Dentro do possível, o maior. Perun, filho de Katina, era bonito e rico. Titio
Callila estava vivendo nas nuvens. Por um lado, sim. Precisava, ainda, não se
deixar ser julgado um aproveitador de meninos ingênuos. Queria trabalhar para
mostrar-se útil.
Por escolha, e com a ajuda de Perun, entrou no
mercado imobiliário. Campinas florescia a passos largos e deixou meu tio passando
um pouco mais do padrão dos milionários locais. Sabia ser mercador. Tinha lábia
e disposição de mercador.
Aconteceu que, seguindo a lei, nômade que é nômade,
não cria limo. Perun e toda a comunidade cigana desarmaram acampamento e foram
para outra cidade, desta vez no Rio Grande do Sul, mais precisamente para o
sulzinho, nas cercanias do Uruguai. Longe, pois! Titio Callilla preferiu deixar
a trupe seguir sozinha.
O amor de Perun fez-lhe falta? Fez! Não tanta,
asseguro! Titio vivia um período dourado e não lhe faltavam namorados e mais
namorados. Dentre eles, uns mais tortos e outros mais tolos. O certo é que
caiu. Faliu. Cada menino que teve abocanhou sua parte. Quando ficou na lona,
totalmente sozinho, descobriu estar tuberculoso. Não havendo a quem recorrer em
Campinas, por estar sujo na praça, pediu ajuda à Katina, mãe de Perun. Ajudado
com presteza, tratou-se em Campos do Jordão e ficou curado.
De volta a São Paulo, chapéu na mão, procurou
Anuar, meu avô e meio irmão dele. Vovô ajudou, mas, por mágoa ou por bem conhecer-lhe
a má índole, não quis manter nenhum vínculo ou proximidade. Ajudou como se estivesse
ajudando a qualquer um que lhe pedisse auxílio. Foi essa a trajetória de titio
Callila. Resumida, mas é esta a história dele.
― E sua história, Joshua? Qual é? Tem nome hebraico
e cabeça chata. Quem é você?
― Sou paraibano, Sumaia. Sei que meu nome, no
português, corresponde a Josué. Sou órfão e fui criado por uma família
pernambucana. Gente muito boa! Só saí da convivência dela quando conheci o
Callilla.
― Entendi.
― Sumaia, gostaria de ficar consigo e com Dona
Fayma até que possa resolver o rumo a tomar. Posso?

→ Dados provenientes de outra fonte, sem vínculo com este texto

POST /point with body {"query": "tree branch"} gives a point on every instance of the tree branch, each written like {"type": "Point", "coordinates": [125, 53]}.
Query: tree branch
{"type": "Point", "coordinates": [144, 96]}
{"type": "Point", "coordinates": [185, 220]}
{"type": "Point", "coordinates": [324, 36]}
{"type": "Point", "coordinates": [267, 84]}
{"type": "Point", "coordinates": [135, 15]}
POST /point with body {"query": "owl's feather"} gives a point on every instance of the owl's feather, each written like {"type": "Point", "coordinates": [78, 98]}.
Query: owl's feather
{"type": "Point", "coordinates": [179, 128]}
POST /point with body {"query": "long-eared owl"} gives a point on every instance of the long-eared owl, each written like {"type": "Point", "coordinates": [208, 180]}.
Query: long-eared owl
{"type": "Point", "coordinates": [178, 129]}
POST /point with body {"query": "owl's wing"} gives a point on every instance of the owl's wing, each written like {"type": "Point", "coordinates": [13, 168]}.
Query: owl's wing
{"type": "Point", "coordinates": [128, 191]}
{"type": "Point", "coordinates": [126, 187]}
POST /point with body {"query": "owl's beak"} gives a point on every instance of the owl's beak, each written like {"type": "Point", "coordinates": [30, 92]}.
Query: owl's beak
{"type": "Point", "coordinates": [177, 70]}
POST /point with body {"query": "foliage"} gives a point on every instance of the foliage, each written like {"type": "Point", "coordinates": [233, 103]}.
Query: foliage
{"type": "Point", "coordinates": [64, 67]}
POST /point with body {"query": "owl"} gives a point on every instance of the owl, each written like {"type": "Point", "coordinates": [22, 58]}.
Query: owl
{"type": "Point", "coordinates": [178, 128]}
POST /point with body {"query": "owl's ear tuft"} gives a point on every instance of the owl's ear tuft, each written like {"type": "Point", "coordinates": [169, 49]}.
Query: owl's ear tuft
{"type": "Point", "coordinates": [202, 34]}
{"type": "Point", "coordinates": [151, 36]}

― Claro, Joshua! Claro Josué!
Enquanto Joshua foi buscar seus panos, mais que
rapidamente tratei de arrumar o quarto que ocuparia. Pedi para que trouxesse os
alimentos perecíveis, as fôrmas de doces sírios e alguma outra coisa ou coisas
que o fizessem lembrar titio. Achei que ele deveria dar continuidade na fabricação
caseira dos doces e melados de aletria, amendoim e sêmola. Manter-se ocupado,
sempre, é uma das boas saídas para amainar as lembranças dos mortos. Ou
desaparecidos!
Missão cumprida! Joshua já não apresentava a cara
de tédio que as pessoas estampam depois da passagem dos entes queridos. Ficou sereno.
No cair da noite, enquanto mamãe fazia suas orações, Joshua me entregou uma caixinha
de marchetaria, linda, diga-se, com trava e cadeado dourados. Dentro dela, em
perfeito estado de conservação, estavam a miniatura do Corão de capa dourada,
uma bela cruz cravejada de brilhantes e um enorme anel chapeado, de
estranhíssimo desenho e que mais parecia uma arma. Um tijolo, diria.
― Sumaia, por direito, estes objetos pertencem ao
seu avô. Quanto antes, agora, se possível, preciso entregá-los. Se o Callilla
os deixou por tanto tempo guardados, se não os vendeu no período das vacas
magras, outra razão não existe senão a de devolvê-los ao legítimo dono.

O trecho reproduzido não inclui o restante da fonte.